A hosting stack for a WordPress development environment needs the following:

  • A smart enough price to be able to make it a long-term choice.
  • As little abstraction in accessing server functionality as possible, within the boundaries of your personal resources such as time and knowledge.
  • Isolation from other sites, site owners, and setups.
  • Access to WordPress development tools such as WP-CLI, Git, and staging environments.

The ultimate in meeting these requirements is cloud hosting in my opinion, especially alongside a server control panel such as SpinupWP. Even so, you might not get that choice.
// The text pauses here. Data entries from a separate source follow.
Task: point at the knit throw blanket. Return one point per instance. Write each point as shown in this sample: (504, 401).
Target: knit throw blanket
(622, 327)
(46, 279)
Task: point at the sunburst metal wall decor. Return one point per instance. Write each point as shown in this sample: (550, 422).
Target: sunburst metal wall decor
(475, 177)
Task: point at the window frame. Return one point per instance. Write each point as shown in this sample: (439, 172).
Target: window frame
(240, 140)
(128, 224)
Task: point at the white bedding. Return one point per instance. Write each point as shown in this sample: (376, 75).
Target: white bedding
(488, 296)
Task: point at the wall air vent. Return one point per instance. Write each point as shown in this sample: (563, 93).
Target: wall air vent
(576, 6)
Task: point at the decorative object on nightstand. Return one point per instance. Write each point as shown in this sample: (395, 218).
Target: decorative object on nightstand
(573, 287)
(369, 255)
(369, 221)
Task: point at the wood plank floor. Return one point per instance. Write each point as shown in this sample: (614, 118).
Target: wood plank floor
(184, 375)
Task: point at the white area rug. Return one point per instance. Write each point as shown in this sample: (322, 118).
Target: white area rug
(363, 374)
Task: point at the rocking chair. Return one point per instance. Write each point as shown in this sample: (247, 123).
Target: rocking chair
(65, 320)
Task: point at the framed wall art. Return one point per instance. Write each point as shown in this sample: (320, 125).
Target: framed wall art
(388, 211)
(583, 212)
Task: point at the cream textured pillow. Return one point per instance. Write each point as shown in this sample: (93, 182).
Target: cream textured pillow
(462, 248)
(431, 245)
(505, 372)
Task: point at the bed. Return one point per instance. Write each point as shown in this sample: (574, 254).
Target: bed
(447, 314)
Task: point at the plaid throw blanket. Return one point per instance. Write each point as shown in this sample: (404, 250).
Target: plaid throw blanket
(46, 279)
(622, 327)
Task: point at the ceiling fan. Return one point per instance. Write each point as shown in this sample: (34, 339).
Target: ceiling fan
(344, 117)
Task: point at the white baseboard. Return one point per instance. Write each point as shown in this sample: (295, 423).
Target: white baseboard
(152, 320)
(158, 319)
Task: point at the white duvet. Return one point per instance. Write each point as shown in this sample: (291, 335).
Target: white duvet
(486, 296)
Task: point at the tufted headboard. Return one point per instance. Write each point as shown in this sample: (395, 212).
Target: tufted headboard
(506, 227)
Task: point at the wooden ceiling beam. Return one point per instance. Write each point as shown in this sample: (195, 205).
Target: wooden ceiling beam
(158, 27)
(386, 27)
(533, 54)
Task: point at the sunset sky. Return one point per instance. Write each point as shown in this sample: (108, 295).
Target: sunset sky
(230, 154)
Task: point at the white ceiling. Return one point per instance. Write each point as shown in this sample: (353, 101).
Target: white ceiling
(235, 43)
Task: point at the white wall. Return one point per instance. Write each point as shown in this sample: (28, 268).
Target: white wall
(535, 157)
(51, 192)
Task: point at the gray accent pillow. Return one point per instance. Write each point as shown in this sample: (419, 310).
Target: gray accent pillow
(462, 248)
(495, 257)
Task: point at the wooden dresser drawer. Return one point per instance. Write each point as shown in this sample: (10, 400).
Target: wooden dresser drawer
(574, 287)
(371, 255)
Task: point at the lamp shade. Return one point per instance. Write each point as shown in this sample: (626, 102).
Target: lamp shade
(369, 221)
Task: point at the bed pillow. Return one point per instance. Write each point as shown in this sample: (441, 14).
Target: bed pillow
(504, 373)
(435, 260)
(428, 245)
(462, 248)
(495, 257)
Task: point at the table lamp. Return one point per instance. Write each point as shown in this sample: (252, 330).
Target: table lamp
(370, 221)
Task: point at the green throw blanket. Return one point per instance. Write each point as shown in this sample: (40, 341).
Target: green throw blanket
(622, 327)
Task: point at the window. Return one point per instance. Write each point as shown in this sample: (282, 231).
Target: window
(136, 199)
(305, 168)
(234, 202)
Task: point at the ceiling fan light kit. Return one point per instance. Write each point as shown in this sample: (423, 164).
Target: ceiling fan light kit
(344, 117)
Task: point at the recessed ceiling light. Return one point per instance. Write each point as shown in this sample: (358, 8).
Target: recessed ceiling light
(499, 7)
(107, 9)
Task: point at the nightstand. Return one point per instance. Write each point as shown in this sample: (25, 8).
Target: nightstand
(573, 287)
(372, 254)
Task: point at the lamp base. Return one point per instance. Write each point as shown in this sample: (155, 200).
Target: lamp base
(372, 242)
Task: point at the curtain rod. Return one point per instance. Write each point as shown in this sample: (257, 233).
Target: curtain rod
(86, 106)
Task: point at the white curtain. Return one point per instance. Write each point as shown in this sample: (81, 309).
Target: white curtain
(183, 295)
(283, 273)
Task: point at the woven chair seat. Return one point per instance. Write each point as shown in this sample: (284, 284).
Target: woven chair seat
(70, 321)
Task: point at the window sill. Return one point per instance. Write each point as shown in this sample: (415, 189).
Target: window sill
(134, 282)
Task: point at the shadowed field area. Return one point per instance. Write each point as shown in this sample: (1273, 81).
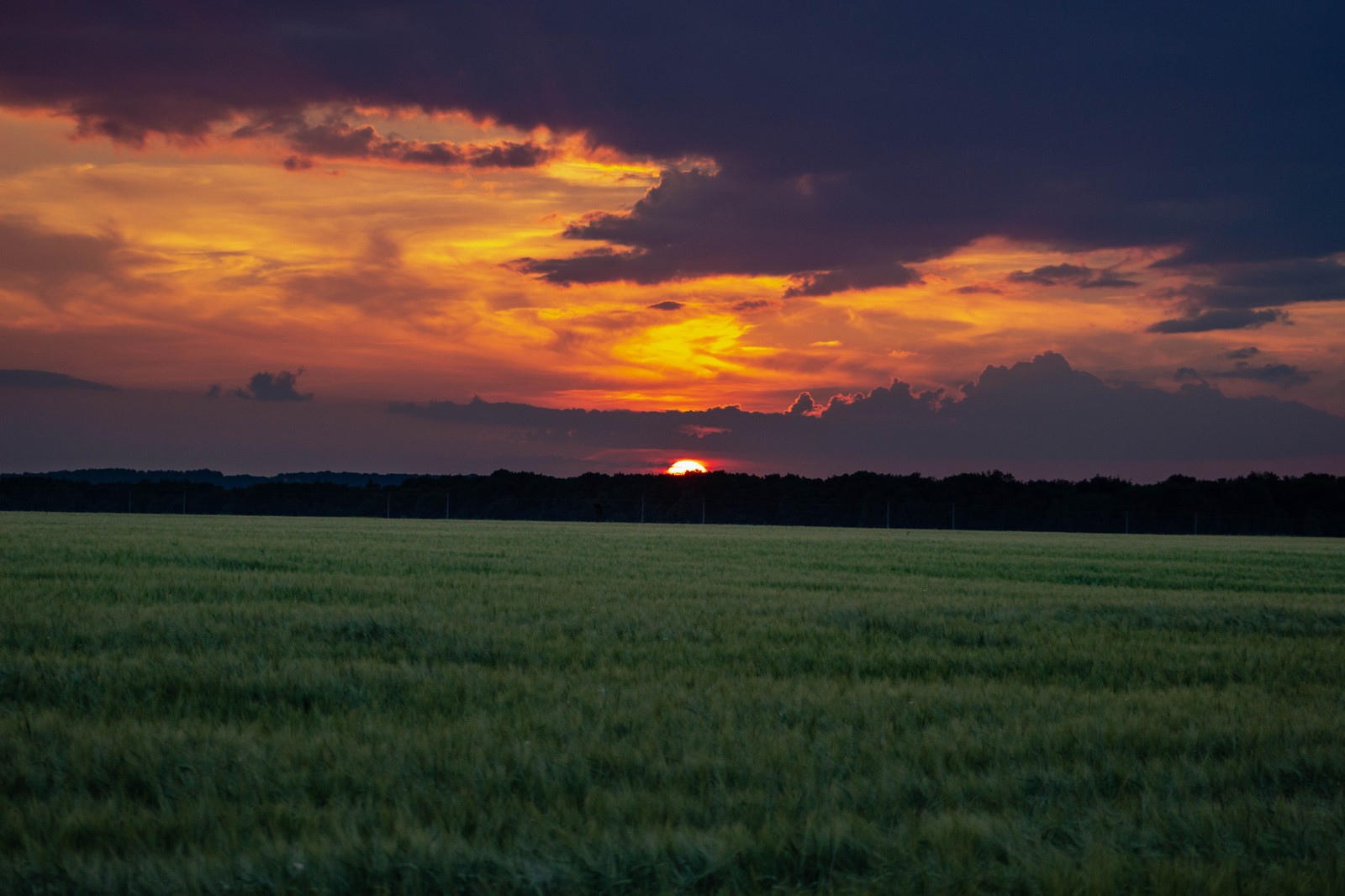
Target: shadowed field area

It’s going to be more common for a site to use “off-the-shelf” hosting from DreamHost, Kinsta, SiteGround, and many others. With a good setup, this won’t be a problem.

Advanced configurations for optimal server performance

There are maybe some exceptions, but a typical host server will need customization and extra dependencies for development. This is where a dive into each host’s documentation and knowledge base will help. DreamHost even offers a dedicated list of supported technologies.

The Supported Tech page in DreamHost's website.
The fact that you can’t run Minecraft on DreamHost’s shared hosting plan is a big “No” from me. 😠

This is one reason why it pays to research the right hosting. For instance, SiteGround is often mentioned as being good for development projects. However, it doesn’t support Node.js and offers only Linux Fedora as an OS. If your production server uses a different Linux distro, this could impact your testing. In contrast, DreamHost supports popular tech such as Docker and NoSQL databases.

In short, when I log into a new hosting account, here’s what I customize:

  • MariaDB has slightly better performance than MySQL, so I pick that. For my Python work, I also use PostgreSQL.
  • I use Git for deployment, so set this up straight away as I need to push and pull through the command line – especially to staging.
  • I’ll also investigate my page and object caching options. With some hosts, you won’t need a plugin for this.
  • For WordPress, I set up Nginx on the server. For other projects, I’ve been working with Caddy (which is cool!). As an example, SiteGround’s shared hosting uses Apache.
  • I look to establish a direct connection to the server with SSH/SFTP and an app such as Cyberduck. I’ll also set minification options if available, my PHP version, and controlling traffic and crawlers – something DreamHost offers out of the box.

Your own requirements will mean your list differs from mine. Regardless, the big positive with general-purpose hosting is that you often get interface toggle switches to set most of these options.

Final recommendations

A capable host for development is essential. My current WordPress business website runs on a cloud server, which is my recommendation, but it doesn’t have to be the only choice. With the right functionality, typical hosting can serve you well. Version control, staging, scalability options, and access to “bare-metal” server options will all make a difference.